You are essentially familiar with both categories from classic ChatGPT SEO, yet only their combination provides a complete picture. Branded prompts protect your reputation, while non-branded prompts tap into new demand. A sound strategy addresses both in parallel and regularly monitors the sentiment associated with your brand in each category.

sentiment-analyse-und-geo-erfolg

Sentiment Strategies for GEO

Two concrete strategies emerge as the foundation for your professional AI search engine optimization:

  1. Your branded prompts should reflect only positive responses: you should safeguard existing praise and deliberately avoid or, where possible, mitigate negative content. If a negative prompt regarding your brand appears, do not ignore the feedback. Instead, use this signal to genuinely improve your service, as AI models often cite real-world sources. A frequently underestimated lever is the correction of technical SEO errors: only content that is clearly readable by the AI ​​(e.g., clear HTML structure, valid schema markup) can be reproduced accurately.
  2. With non-branded prompts, the objective shifts: all positive prompts serve to build AI visibility & reach and that is precisely the selection you want to be included in. Conversely, with negative non-branded prompts (e.g., “worst providers”), the actual goal is for your service “not” to be mentioned.

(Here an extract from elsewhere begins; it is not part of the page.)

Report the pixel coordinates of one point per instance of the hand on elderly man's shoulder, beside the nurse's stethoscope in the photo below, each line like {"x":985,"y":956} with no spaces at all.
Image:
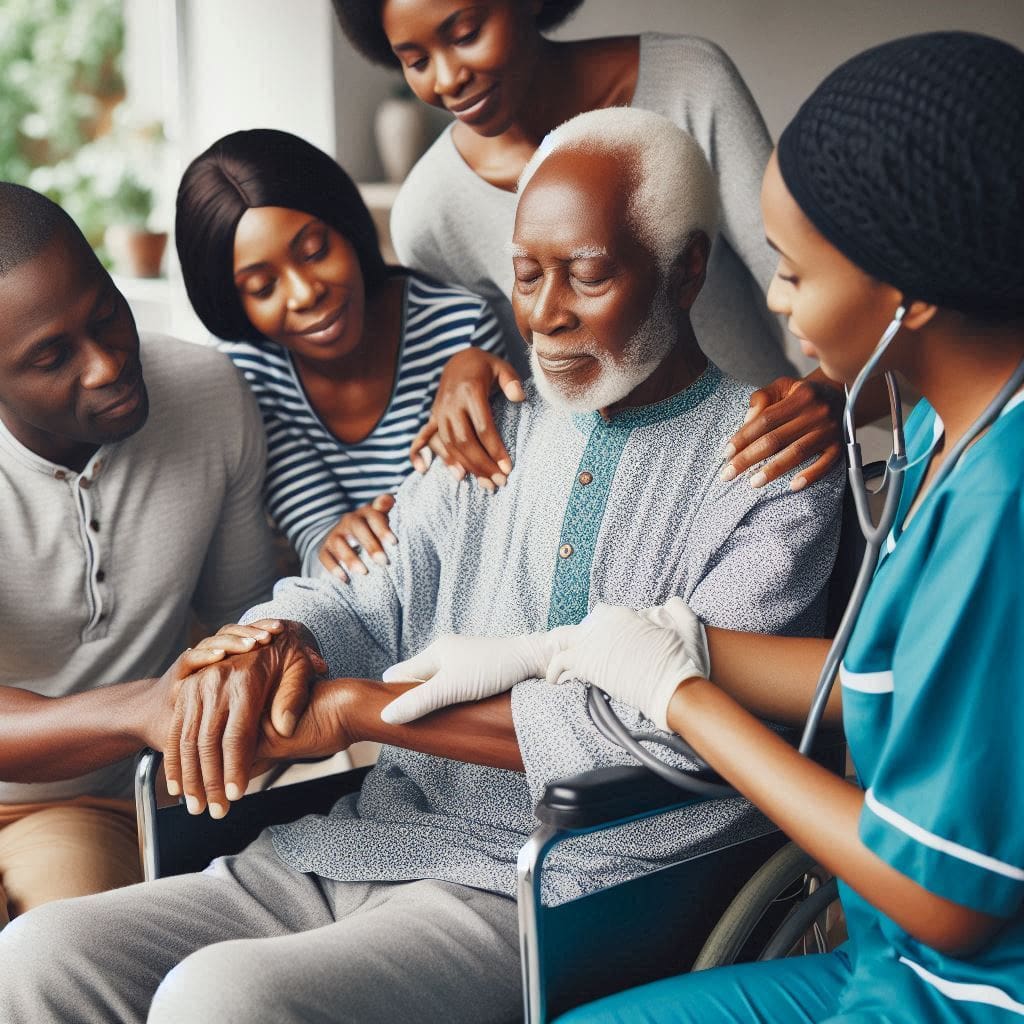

This logic makes GEO optimization controllable: for each prompt type, you can define whether your brand should aim for visibility, tone enhancement, or intentional absence. It is important that the measures align with the specific stage of the funnel rather than being applied across the board.

 

Measurement and analysis of AI visibility

Without measurement, your strategy remains mere speculation. The key question is: How do you measure AI visibility?

Three metrics have become established. Absolute sentiment simply counts how often your brand is mentioned positively, neutrally or negatively. Relative sentiment puts these values ​​into perspective and shows the distribution of sentiment in percent. Thirdly, the relationship to the competition is crucial: a positive mention loses value if a competitor appears more often than you.

When it comes to analysis approaches, you should distinguish between keyword-based evaluation (using tools like Systrix) and the summarization of the content of entire answers (using tools like RankScale). However, neither method replaces manual review, since AI-generated answers can vary and produce hallucinations, spot-checking is essential.

If you want to evaluate AI visibility rigorously, you should combine the tool data with your own verification (human-in-the-loop). This methodology resembles classic sentiment analysis but must account for non-deterministic generative models, since the same prompt might yield a different answer tomorrow.

 

Influence and Sentiment Optimization

Sentiment can be actively influenced, that is the fundamental difference between genuine Generative Engine Optimization and mere GEO monitoring. It would be highly beneficial for you to utilize three media channels familiar from marketing.

Paid media (ads) provides signals that are controllable and recognizable as advertising. Owned media, such as your own website, advice pages, or FAQ sections can serve as a foundation because AI models can read this content directly. Earned media (independent mentions, reviews, press coverage) has the strongest impact, as third-party sources play a particularly significant role in shaping the models’ trust.

Your concrete measures could look like this:

  1. First, a consistent brand message across all channels, so that the model presents a coherent image
  2. Secondly, targeted off-page measures, that is, building up positive external mentions
  3. Thirdly, a strengths and weaknesses analysis directly via AI prompts: you ask the models how they view your brand and derive priorities from that.

Your approach should clearly differ from the question of “Generative Engine Optimization vs. SEO” in the purely traditional sense. It would be best to view GEO as an ongoing process rather than a one-time action.

I wish you lots of success with your sentiment optimization!